Sulfur Evolution Reaction during Reduction of SO2 with CO over Carbon Materials

To develop a new method to recover elemental sulfur from the desulfurization process, a study on the sulfur evolution mechanism during the reduction of SO2 with CO over carbon was carried out. Thermodynamic equilibrium calculations showed that the elemental sulfur, as well as CO2, is the primary product of SO2 reduction with a CO/SO2 ratio of 2. Carbonyl sulfide (COS), instead of elemental sulfur, became the primary S-containing product with a CO/SO2 ratio of 3. Moreover, it decomposed to CO and elemental sulfur at temperatures above 500 degrees C. Experimental results showed that during the CO-SO2 reaction over carbon materials, COS was formed as a byproduct in the gaseous phase and elemental sulfur was generated following a COS intermediate mechanism.
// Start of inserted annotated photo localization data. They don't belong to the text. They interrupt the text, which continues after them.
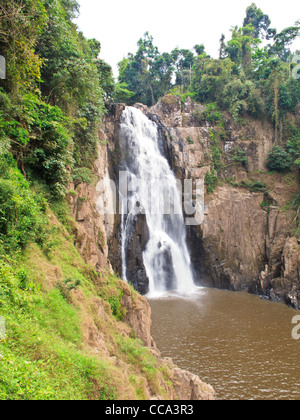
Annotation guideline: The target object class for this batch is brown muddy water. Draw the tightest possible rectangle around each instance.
[148,288,300,400]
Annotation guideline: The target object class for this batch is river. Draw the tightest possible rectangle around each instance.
[148,288,300,400]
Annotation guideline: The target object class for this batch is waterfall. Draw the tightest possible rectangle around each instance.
[119,106,195,297]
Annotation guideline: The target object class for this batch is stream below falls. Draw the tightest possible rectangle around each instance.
[148,288,300,400]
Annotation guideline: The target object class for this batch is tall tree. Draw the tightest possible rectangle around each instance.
[118,33,173,106]
[0,0,47,94]
[243,3,271,39]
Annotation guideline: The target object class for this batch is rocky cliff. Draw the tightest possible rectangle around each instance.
[149,95,300,308]
[64,94,300,398]
[66,102,216,400]
[69,96,300,307]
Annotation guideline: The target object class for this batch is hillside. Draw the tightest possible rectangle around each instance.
[0,0,299,401]
[0,0,216,400]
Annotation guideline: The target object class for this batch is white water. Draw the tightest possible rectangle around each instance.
[119,106,195,297]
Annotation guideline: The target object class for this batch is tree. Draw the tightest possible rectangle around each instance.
[194,44,205,56]
[171,48,195,91]
[270,23,300,61]
[0,0,47,94]
[226,24,261,71]
[220,78,263,120]
[243,3,271,39]
[263,58,289,141]
[118,33,173,106]
[219,34,226,59]
[192,56,233,103]
[267,146,293,172]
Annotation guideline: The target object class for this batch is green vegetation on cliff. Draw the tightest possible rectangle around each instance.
[118,4,300,174]
[0,0,177,400]
[0,0,299,399]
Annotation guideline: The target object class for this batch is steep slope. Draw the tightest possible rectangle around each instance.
[0,170,215,400]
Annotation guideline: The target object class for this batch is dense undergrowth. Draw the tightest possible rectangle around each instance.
[0,160,171,399]
[0,0,299,399]
[0,0,178,400]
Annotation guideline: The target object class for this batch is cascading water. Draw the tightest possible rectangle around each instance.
[119,106,195,297]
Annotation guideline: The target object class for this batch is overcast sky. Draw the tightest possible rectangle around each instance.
[76,0,300,77]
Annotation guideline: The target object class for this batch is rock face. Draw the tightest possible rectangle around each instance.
[120,281,215,400]
[67,142,116,274]
[171,367,215,400]
[121,281,154,347]
[148,95,300,308]
[66,102,216,400]
[199,186,268,290]
[69,97,300,309]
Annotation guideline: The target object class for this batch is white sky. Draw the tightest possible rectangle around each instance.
[76,0,300,77]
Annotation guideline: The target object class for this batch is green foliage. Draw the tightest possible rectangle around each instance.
[0,0,118,196]
[205,168,218,194]
[0,258,117,400]
[56,278,81,301]
[267,145,293,172]
[192,56,234,103]
[114,82,135,103]
[243,3,271,39]
[240,179,267,192]
[108,292,125,321]
[204,103,224,126]
[286,123,300,168]
[34,0,110,170]
[0,159,47,254]
[72,167,94,187]
[117,6,299,137]
[230,146,248,165]
[0,92,73,197]
[118,32,173,106]
[209,129,223,173]
[220,79,264,120]
[117,335,157,380]
[98,275,126,321]
[0,0,47,94]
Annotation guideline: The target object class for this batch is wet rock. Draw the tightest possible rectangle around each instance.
[124,213,150,295]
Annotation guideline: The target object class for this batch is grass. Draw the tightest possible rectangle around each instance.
[0,203,176,400]
[0,155,177,400]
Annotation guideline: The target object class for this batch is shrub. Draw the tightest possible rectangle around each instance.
[240,180,267,192]
[230,146,248,165]
[205,168,218,194]
[0,94,73,198]
[193,103,224,126]
[0,165,47,253]
[266,146,293,172]
[220,79,263,120]
[21,96,74,197]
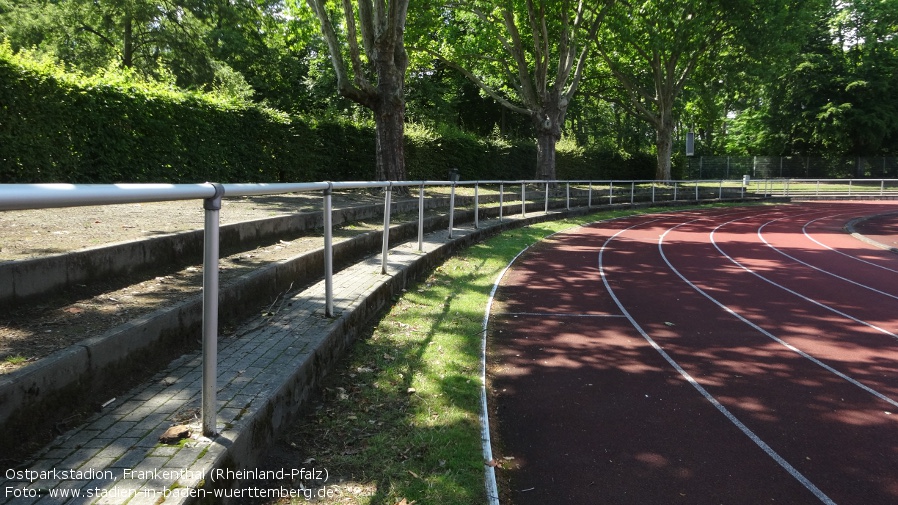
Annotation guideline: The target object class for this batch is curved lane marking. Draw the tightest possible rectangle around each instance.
[480,242,537,505]
[711,217,898,340]
[755,215,898,300]
[659,218,898,410]
[801,215,898,274]
[599,218,836,505]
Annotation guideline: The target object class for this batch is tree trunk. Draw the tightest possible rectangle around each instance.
[373,98,406,183]
[533,101,564,180]
[122,13,134,68]
[372,44,408,185]
[655,125,673,180]
[654,102,675,180]
[306,0,410,182]
[536,129,557,180]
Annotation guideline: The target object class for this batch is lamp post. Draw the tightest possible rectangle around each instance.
[686,130,695,179]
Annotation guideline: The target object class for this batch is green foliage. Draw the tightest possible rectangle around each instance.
[405,124,531,181]
[0,46,647,183]
[0,42,294,182]
[404,124,652,182]
[725,0,898,157]
[5,0,895,174]
[555,137,656,180]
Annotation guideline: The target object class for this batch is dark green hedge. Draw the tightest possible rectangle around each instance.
[0,55,312,183]
[0,53,652,184]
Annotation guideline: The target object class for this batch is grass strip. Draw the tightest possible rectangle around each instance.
[269,204,746,505]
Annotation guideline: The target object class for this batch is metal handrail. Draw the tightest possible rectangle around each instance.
[8,177,884,436]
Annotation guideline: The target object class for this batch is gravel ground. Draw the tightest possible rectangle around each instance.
[0,191,387,261]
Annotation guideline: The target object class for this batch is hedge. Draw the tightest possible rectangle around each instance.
[0,48,653,184]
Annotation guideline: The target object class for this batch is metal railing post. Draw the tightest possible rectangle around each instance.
[673,181,678,201]
[521,183,526,217]
[499,183,504,221]
[566,183,570,210]
[474,182,480,229]
[201,182,225,437]
[695,182,699,201]
[381,182,392,275]
[544,182,550,214]
[588,182,592,208]
[652,182,656,203]
[609,182,614,205]
[448,182,457,238]
[719,180,723,199]
[417,183,425,252]
[323,183,334,317]
[630,182,635,205]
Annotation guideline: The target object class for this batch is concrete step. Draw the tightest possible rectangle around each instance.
[0,203,467,457]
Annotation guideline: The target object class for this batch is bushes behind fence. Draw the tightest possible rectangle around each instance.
[0,47,653,184]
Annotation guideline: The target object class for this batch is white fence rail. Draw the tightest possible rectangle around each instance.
[2,177,891,434]
[746,178,898,198]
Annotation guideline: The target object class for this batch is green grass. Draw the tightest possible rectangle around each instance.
[3,355,28,366]
[274,203,750,505]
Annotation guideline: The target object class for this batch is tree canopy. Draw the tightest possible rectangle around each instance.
[298,0,410,182]
[727,0,898,158]
[592,0,822,179]
[417,0,607,179]
[1,0,896,181]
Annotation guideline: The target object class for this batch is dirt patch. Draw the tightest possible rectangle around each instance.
[0,190,414,374]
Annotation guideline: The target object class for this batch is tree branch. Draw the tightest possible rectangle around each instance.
[306,0,374,105]
[356,0,377,60]
[499,4,539,108]
[419,47,532,116]
[342,0,373,91]
[594,44,661,128]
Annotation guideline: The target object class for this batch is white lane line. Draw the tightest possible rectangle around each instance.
[756,215,898,300]
[479,213,662,505]
[660,219,898,410]
[802,215,898,274]
[496,312,628,318]
[598,220,836,505]
[711,217,898,341]
[481,243,535,505]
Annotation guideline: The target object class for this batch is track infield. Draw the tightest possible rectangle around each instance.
[488,201,898,505]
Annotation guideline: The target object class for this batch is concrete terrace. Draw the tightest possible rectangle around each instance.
[0,203,574,505]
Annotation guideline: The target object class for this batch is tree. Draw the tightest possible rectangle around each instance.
[817,0,898,156]
[726,0,898,159]
[595,0,816,180]
[420,0,607,179]
[299,0,410,182]
[0,0,236,92]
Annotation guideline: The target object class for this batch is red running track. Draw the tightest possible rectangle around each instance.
[488,201,898,505]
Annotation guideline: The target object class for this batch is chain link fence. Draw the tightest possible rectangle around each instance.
[685,156,898,180]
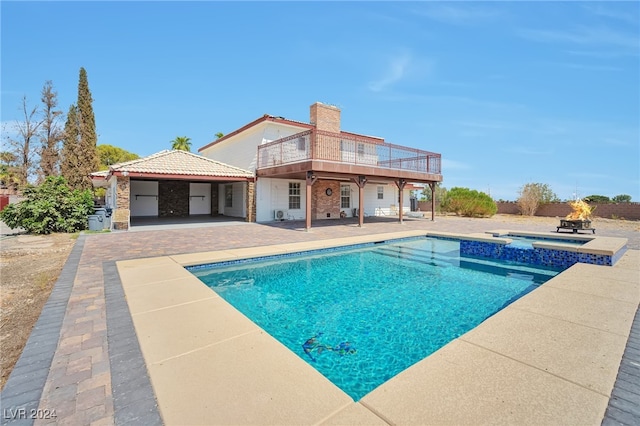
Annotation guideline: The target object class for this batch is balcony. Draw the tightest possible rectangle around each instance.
[256,130,442,182]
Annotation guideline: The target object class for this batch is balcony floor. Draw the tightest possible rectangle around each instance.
[256,160,442,183]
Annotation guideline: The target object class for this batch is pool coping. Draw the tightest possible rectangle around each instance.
[115,231,639,425]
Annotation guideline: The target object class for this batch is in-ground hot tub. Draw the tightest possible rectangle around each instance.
[427,230,627,268]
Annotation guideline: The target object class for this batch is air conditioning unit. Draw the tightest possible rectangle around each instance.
[274,210,285,221]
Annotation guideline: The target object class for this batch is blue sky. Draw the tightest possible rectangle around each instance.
[2,1,638,201]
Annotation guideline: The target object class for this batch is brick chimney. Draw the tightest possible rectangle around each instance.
[310,102,340,133]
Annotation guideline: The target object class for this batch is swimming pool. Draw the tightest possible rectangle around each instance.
[191,237,560,400]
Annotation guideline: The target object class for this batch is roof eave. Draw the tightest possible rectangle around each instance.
[198,115,312,152]
[110,171,254,181]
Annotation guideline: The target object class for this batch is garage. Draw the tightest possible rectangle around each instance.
[92,150,254,230]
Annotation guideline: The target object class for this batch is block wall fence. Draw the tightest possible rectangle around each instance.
[417,201,640,221]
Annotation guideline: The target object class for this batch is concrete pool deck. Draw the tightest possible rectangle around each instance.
[1,215,638,425]
[115,230,638,425]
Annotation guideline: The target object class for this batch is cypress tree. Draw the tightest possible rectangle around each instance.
[61,68,99,190]
[61,104,83,189]
[76,67,99,190]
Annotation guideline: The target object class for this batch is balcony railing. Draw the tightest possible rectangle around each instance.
[257,130,441,175]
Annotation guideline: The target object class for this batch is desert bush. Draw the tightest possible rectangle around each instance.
[517,182,559,216]
[440,187,497,217]
[612,194,632,203]
[584,195,610,203]
[0,176,93,234]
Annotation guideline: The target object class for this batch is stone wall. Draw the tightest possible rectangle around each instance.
[312,180,341,219]
[246,181,256,222]
[417,200,639,220]
[158,181,189,217]
[497,202,640,220]
[417,201,440,212]
[113,176,131,230]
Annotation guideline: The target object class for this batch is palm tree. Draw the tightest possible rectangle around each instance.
[171,136,191,151]
[215,132,224,139]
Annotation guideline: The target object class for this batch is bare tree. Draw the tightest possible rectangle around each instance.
[38,81,64,181]
[4,96,42,187]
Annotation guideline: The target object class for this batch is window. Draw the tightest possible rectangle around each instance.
[357,143,365,156]
[289,182,301,209]
[377,186,384,199]
[341,185,350,209]
[297,137,306,151]
[225,185,233,208]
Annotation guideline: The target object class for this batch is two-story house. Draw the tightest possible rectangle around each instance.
[199,102,442,229]
[97,102,442,231]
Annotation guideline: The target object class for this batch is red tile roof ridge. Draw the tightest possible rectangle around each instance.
[107,149,253,177]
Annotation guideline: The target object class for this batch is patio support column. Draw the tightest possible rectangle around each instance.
[245,180,256,223]
[395,178,407,224]
[305,171,317,231]
[352,175,367,227]
[114,175,131,231]
[429,182,436,221]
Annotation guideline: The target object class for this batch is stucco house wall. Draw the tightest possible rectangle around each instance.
[130,181,159,216]
[201,121,306,172]
[218,182,246,218]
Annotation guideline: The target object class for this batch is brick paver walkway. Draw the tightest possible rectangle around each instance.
[2,215,638,425]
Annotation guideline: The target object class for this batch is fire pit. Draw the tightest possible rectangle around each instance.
[557,200,595,234]
[558,219,592,233]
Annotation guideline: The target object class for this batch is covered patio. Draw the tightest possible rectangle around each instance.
[128,214,248,231]
[92,150,255,231]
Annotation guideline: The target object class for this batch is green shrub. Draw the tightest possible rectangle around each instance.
[440,187,497,217]
[612,194,632,203]
[0,176,94,234]
[584,195,610,203]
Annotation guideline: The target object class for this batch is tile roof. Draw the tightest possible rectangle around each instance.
[109,150,253,178]
[90,170,109,179]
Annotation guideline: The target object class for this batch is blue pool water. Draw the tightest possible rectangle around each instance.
[501,235,587,249]
[192,237,560,400]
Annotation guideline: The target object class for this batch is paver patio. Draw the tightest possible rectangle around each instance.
[1,215,638,425]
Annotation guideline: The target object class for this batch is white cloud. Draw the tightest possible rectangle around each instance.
[603,138,633,147]
[566,49,638,59]
[505,146,555,156]
[518,26,639,50]
[441,159,470,170]
[368,53,412,92]
[556,62,624,72]
[583,4,640,25]
[412,4,505,26]
[568,172,615,180]
[454,120,513,130]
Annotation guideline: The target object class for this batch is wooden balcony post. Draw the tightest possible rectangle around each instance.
[305,171,317,231]
[395,179,407,224]
[429,182,436,221]
[352,175,367,227]
[310,129,315,160]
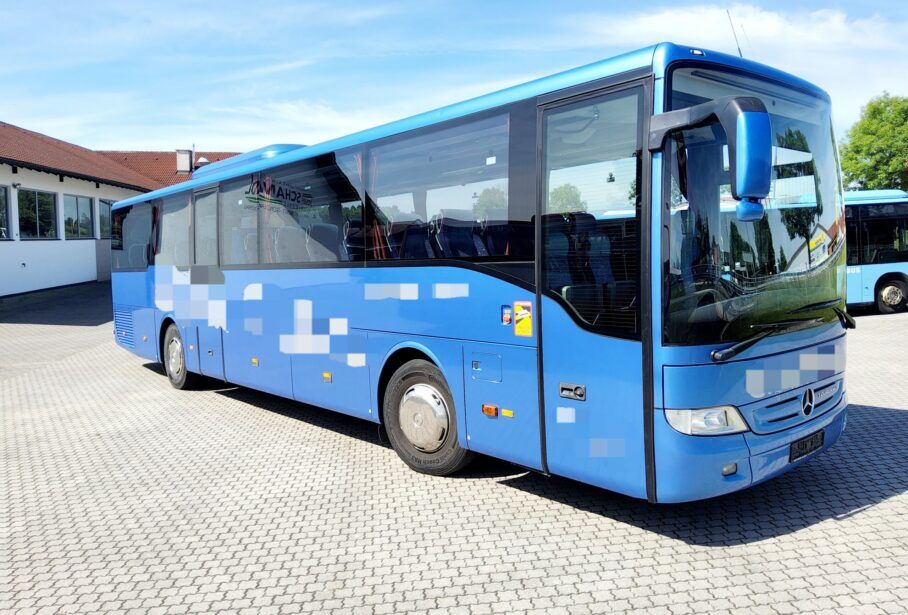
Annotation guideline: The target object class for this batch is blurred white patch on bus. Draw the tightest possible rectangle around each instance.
[364,283,419,300]
[556,406,576,423]
[243,283,263,301]
[432,283,469,299]
[589,438,625,458]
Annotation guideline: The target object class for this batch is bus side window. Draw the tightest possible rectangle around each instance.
[846,220,859,265]
[366,113,519,262]
[219,177,259,266]
[157,193,191,267]
[542,87,644,336]
[258,150,364,265]
[112,203,152,271]
[193,190,218,266]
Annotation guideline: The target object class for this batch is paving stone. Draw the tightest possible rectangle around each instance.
[1,284,907,614]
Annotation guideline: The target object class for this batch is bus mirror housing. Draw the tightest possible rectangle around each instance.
[649,95,773,221]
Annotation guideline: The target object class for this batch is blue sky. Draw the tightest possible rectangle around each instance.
[1,1,906,152]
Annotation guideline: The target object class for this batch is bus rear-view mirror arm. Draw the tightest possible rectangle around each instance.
[648,95,773,222]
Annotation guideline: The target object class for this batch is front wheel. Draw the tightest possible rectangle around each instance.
[163,324,199,390]
[383,359,473,476]
[876,280,908,314]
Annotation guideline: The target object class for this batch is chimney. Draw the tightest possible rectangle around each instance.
[176,149,192,173]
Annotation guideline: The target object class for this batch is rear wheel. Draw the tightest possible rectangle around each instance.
[163,324,199,390]
[876,280,908,314]
[383,359,473,476]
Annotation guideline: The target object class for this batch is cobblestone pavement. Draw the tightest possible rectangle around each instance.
[2,284,907,615]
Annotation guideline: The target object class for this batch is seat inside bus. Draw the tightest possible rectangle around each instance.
[543,211,636,327]
[433,209,489,258]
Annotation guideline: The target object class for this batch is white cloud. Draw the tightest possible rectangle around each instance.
[0,2,904,152]
[563,4,908,137]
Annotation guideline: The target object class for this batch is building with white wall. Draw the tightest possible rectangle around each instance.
[0,121,236,296]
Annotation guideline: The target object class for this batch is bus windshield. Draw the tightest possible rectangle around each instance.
[664,66,846,345]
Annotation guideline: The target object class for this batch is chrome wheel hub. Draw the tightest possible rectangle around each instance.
[398,384,450,453]
[167,338,184,378]
[881,284,904,307]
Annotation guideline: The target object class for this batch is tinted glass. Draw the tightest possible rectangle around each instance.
[157,193,191,267]
[193,191,218,266]
[258,151,363,264]
[37,192,56,238]
[864,202,908,218]
[665,67,845,345]
[542,88,643,335]
[862,217,908,264]
[18,190,37,238]
[367,114,522,261]
[111,203,152,270]
[99,200,113,238]
[846,221,860,265]
[1,186,11,239]
[18,190,57,239]
[64,195,93,238]
[219,177,258,265]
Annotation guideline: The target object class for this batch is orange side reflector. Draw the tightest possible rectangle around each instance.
[482,404,498,418]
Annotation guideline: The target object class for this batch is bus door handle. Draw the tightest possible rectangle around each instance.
[559,383,586,401]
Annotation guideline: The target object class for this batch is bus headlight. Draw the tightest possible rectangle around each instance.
[664,406,749,436]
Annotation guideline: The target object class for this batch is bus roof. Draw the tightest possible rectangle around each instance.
[113,42,828,210]
[844,189,908,205]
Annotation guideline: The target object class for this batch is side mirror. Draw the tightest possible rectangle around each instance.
[649,95,773,221]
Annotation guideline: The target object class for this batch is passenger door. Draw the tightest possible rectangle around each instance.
[539,84,650,499]
[192,188,225,380]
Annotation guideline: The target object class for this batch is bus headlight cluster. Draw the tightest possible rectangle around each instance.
[664,406,749,436]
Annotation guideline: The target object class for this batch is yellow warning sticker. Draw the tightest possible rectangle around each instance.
[501,408,515,418]
[514,301,532,337]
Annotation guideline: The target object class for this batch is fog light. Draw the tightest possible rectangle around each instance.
[722,463,737,476]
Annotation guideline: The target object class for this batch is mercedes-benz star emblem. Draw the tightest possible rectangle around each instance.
[802,388,816,416]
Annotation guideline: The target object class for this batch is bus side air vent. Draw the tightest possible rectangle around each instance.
[113,308,135,349]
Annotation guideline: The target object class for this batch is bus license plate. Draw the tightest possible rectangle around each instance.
[789,430,824,462]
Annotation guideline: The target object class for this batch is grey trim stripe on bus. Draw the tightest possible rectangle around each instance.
[640,76,657,503]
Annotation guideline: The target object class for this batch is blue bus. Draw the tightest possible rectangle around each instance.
[845,189,908,313]
[111,42,850,503]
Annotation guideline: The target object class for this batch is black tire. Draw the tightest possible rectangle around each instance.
[162,324,199,390]
[383,359,473,476]
[876,279,908,314]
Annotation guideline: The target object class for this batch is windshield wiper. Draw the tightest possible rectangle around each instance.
[788,298,856,330]
[788,298,841,313]
[711,318,824,363]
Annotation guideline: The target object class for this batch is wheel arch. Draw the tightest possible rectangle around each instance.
[158,315,177,364]
[874,271,908,293]
[376,342,443,426]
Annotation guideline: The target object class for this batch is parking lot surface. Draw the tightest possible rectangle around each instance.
[2,283,907,615]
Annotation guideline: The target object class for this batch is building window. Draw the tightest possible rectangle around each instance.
[64,195,94,239]
[99,199,114,239]
[18,189,58,239]
[0,186,10,240]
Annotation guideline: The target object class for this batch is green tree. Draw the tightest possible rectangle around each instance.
[841,93,908,190]
[472,186,507,218]
[548,184,587,214]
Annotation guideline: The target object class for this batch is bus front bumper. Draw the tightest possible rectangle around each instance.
[653,394,848,503]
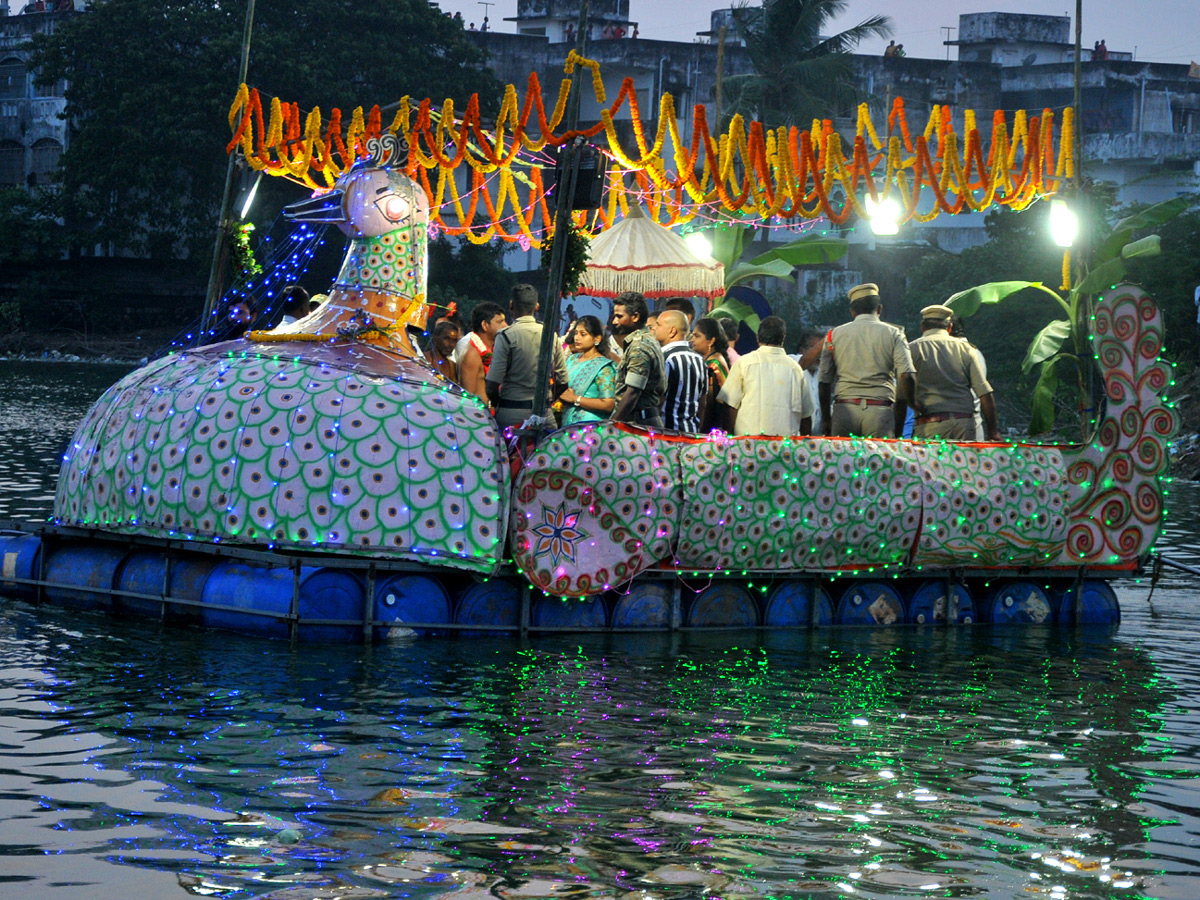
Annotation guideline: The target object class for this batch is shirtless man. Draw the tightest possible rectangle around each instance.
[457,302,507,404]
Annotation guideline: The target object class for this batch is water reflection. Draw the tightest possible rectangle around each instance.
[0,361,134,522]
[2,363,1200,899]
[1,602,1197,899]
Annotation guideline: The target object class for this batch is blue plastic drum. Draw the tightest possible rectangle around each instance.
[374,573,451,638]
[987,581,1053,624]
[0,533,42,601]
[532,596,608,630]
[201,562,294,638]
[42,544,128,610]
[764,581,834,627]
[1057,579,1121,626]
[456,579,521,632]
[115,551,172,618]
[298,568,365,642]
[835,581,905,626]
[907,580,975,625]
[687,583,758,628]
[611,582,673,629]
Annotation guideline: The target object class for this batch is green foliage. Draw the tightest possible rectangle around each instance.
[0,188,68,264]
[1124,206,1200,375]
[724,0,892,128]
[30,0,500,265]
[427,234,518,318]
[943,196,1190,436]
[540,218,590,296]
[229,222,261,278]
[0,301,21,335]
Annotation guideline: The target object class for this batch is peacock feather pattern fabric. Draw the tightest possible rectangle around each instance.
[510,285,1175,596]
[55,347,508,574]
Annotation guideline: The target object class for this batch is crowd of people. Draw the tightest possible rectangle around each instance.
[420,280,999,444]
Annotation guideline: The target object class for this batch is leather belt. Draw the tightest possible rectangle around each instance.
[835,398,892,407]
[497,398,534,410]
[915,411,973,424]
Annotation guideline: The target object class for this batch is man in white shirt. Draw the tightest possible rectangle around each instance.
[718,316,815,436]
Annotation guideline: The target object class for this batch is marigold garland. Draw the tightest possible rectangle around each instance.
[226,52,1074,246]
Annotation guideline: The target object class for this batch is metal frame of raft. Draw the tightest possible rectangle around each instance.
[0,521,1127,640]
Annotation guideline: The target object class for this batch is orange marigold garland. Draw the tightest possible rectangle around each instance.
[225,53,1074,243]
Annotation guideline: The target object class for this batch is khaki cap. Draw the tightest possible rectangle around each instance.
[848,283,879,302]
[920,304,954,322]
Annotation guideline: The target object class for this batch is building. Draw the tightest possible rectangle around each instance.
[0,1,77,189]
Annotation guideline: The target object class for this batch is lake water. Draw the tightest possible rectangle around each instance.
[2,360,1199,900]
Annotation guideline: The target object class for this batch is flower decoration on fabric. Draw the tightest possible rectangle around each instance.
[530,502,588,567]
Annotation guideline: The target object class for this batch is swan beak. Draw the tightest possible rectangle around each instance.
[282,189,346,224]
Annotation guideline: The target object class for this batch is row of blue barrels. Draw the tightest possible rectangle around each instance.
[1,533,1120,637]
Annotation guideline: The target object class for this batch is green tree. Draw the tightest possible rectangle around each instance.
[724,0,892,129]
[427,234,518,319]
[0,187,68,264]
[30,0,500,264]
In the solid phase, SO2 reacted with the carbon surface to form oxidized S-containing compounds and these compounds were reduced by CO. COS did not reduce the oxidized S-containing compounds but combined with the carbon matrix to form reductive compounds. The abundant pore structure of the carbon surface was beneficial for SO2 reduction, as it enhanced the generation of oxidized S-containing compounds. Moreover, high Fe2O3 content improved the reactivity due to the formation of metallic sulfides.